Gibt es für alles eine ganz einfache Erklärung? Jona Kepler (Thomas Prenn) wird von Ermittlerin Rita Berg (Nina Gummich) mit neuen Indizien konfrontiert. © Joe Alblas/Degeto
Ein bewaffneter Raubüberfall durch Unbekannte, der für die Münchnerin tödlich endet – oder die Tat ihres israelischen Ehemanns, der das Geld aus diversen Lebensversicherungen kassieren will? „Mord auf dem Inkapfad“ lautet der Titel des Vierteilers nach einem wahren Fall (siehe Kasten), der ab diesem Samstag in der ARD Mediathek zu sehen ist (Ausstrahlung im linearen Fernsehen am 30. April und am 1. Mai). Regisseurin Nina Wolfrum zeichnet darin akribisch die mehrere Jahre dauernden Ermittlungen nach, die schließlich zur Mordanklage führen. In der Rolle der Kommissarin ist Nina Gummich („Theresa Wolff“, „Alice“) zu sehen, den Tatverdächtigen, der im Film Jona Kepler heißt, spielt Thomas Prenn.
Was wussten Sie über den sogenannten Anden-Mord, bevor Sie sich mit dem Fall beschäftigt haben?
Nichts. Ich bin 1991 geboren und war damals noch zu jung, um davon etwas mitzukriegen. Als ich mich für dieses Projekt mit der Geschichte befasst habe, war ich umso überraschter, mit wie viel Aufwand damals ermittelt wurde.
Was war für Sie das Besondere an diesem Fall?
Sicher die Tatsache, dass das ein reiner Indizienfall war. Entscheidende Beweismittel wurden nie gefunden oder sind verschwunden, nachdem sie schon in der Hand der peruanischen Polizei waren, die Patronenhülse beispielsweise. Es gibt wirklich einige Fragezeichen, immer noch. Wobei für mich beim Dreh irgendwann klar war, dass er der Täter war. Ich habe dann auch aufgehört, am Set über den möglichen Tathergang zu diskutieren.

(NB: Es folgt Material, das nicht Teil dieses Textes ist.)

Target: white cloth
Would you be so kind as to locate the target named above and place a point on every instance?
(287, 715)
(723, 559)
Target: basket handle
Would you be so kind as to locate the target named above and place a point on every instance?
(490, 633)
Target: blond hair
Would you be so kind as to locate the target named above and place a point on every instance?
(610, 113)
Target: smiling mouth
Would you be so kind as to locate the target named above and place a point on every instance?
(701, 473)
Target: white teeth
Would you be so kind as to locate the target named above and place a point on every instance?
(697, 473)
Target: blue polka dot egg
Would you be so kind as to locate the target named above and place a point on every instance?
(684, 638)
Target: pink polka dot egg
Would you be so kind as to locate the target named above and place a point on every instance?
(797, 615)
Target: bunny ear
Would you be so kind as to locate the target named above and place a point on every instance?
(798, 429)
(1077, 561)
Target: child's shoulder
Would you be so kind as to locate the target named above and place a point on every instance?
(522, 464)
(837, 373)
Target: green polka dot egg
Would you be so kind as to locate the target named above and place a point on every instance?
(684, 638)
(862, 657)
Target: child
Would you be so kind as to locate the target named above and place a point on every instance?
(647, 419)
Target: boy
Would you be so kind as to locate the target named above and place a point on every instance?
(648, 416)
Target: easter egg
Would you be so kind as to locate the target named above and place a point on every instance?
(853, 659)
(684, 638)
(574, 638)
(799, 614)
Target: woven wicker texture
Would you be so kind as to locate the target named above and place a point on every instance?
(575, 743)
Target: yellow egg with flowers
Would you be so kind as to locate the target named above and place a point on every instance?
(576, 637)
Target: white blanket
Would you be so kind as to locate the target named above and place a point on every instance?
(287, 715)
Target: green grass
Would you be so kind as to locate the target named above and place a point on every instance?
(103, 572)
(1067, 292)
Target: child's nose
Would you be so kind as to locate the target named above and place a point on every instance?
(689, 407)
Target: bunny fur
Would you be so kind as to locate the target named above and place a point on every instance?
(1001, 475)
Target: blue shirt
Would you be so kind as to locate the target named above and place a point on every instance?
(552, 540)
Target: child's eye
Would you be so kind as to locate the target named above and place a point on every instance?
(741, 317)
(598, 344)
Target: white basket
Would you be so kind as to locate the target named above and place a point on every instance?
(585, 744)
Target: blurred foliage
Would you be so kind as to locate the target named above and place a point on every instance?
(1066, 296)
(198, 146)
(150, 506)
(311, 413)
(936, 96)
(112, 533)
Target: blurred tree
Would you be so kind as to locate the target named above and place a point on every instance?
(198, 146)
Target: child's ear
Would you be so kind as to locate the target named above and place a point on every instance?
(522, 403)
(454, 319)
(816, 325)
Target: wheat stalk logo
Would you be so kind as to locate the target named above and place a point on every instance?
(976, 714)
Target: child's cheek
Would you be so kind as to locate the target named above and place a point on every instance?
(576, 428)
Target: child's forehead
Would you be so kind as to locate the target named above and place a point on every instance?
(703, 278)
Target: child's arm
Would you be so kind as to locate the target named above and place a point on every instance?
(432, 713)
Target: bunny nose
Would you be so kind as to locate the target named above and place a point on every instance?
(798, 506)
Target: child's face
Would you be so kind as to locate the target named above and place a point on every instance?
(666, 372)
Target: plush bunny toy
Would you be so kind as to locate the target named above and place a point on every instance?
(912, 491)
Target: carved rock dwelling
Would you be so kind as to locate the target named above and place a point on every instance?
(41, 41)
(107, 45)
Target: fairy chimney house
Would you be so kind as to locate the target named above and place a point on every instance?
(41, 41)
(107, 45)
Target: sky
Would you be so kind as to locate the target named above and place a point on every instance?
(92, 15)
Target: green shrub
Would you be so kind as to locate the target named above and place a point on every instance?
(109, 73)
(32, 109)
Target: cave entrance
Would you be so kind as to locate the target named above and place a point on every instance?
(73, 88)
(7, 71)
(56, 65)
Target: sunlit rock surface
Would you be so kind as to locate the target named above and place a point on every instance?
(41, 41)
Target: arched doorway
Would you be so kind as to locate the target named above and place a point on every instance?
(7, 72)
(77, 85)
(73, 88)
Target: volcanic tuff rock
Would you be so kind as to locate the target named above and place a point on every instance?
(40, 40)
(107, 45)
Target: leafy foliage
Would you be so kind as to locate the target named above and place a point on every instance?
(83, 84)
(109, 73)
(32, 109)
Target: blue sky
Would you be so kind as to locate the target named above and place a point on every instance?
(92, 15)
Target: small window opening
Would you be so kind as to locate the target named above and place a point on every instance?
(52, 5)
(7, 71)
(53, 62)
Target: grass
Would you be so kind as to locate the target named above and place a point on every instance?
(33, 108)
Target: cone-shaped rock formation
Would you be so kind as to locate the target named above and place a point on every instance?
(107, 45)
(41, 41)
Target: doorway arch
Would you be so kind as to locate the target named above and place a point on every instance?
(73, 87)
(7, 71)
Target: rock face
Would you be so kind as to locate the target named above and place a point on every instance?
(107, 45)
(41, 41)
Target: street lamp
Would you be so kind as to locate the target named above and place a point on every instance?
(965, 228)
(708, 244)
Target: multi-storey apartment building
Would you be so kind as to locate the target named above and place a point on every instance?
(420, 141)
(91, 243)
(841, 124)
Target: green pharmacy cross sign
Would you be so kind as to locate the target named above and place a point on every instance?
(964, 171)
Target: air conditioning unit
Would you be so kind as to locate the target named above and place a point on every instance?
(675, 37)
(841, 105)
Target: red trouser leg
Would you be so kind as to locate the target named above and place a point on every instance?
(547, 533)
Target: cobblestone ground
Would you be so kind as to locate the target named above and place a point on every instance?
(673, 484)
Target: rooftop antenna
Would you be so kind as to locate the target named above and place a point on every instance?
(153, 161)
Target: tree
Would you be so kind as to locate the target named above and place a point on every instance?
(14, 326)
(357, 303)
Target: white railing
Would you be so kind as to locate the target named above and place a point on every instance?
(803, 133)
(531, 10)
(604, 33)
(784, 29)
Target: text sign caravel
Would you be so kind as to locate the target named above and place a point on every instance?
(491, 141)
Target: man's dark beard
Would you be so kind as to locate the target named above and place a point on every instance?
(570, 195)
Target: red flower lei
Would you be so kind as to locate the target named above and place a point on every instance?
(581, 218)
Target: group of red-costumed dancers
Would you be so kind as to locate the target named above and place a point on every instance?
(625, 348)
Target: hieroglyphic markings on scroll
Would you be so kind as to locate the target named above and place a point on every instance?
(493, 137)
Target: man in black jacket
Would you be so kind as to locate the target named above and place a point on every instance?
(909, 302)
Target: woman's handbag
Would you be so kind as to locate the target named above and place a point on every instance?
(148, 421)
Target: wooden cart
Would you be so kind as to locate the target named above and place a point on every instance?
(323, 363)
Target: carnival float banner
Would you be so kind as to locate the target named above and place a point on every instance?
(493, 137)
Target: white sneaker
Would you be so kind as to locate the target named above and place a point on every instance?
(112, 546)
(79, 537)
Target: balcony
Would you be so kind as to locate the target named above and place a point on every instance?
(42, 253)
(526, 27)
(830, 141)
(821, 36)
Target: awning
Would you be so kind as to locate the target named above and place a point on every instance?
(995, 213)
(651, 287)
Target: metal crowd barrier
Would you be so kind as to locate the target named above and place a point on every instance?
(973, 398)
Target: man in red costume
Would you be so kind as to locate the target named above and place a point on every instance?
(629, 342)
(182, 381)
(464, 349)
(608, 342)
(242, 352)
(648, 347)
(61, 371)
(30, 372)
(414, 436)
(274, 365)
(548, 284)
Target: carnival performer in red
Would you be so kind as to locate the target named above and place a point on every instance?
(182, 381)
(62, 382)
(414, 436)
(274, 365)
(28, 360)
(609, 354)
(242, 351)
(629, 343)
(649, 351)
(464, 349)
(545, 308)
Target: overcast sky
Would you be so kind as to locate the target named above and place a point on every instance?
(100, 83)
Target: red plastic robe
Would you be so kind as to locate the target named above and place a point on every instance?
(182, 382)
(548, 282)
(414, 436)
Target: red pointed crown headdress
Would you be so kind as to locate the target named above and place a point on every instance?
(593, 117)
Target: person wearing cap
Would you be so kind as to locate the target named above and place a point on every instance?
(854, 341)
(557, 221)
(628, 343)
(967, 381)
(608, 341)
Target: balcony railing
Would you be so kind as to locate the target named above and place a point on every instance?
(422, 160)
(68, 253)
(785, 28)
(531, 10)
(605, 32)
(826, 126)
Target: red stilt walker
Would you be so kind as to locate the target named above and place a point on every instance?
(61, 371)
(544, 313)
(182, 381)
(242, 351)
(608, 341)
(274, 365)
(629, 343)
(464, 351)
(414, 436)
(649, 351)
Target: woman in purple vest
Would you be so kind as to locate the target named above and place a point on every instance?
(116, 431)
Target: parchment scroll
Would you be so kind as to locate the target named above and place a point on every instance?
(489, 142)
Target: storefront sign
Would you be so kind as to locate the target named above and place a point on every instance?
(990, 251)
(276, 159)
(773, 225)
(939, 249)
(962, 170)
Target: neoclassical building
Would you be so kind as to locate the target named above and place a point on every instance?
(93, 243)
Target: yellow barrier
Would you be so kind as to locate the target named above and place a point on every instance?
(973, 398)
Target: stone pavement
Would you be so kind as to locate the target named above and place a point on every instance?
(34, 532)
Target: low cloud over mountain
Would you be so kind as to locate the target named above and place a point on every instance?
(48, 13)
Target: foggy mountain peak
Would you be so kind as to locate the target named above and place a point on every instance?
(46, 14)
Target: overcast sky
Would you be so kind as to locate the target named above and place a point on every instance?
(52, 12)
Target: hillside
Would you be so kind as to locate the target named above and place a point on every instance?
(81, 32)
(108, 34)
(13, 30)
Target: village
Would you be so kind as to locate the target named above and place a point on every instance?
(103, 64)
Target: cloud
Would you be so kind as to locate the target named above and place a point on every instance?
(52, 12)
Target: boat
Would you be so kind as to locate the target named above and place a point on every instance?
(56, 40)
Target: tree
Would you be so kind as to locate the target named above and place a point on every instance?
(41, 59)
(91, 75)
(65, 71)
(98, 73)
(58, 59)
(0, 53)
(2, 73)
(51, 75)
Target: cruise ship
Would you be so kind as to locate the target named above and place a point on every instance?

Sie haben am Set diskutiert?
Ja, Nina Wolfrum und ich haben wie zwei Kriminalistikstudentinnen die Dinge betrachtet: Lag Ursula so oder so im Zelt, und wie passt das zur Zielrichtung des Schusses und zu ihren Verletzungen? Es gab am Anfang Momente, in denen ich dachte: Was, wenn er es wirklich nicht war? Und wir machen auch noch einen großen Film darüber. Es gab ja schon Fälle, in denen jemand Jahre oder gar Jahrzehnte unschuldig im Gefängnis saß.
Der als Mörder Verurteilte ist Israeli, war das für Sie von besonderer Bedeutung?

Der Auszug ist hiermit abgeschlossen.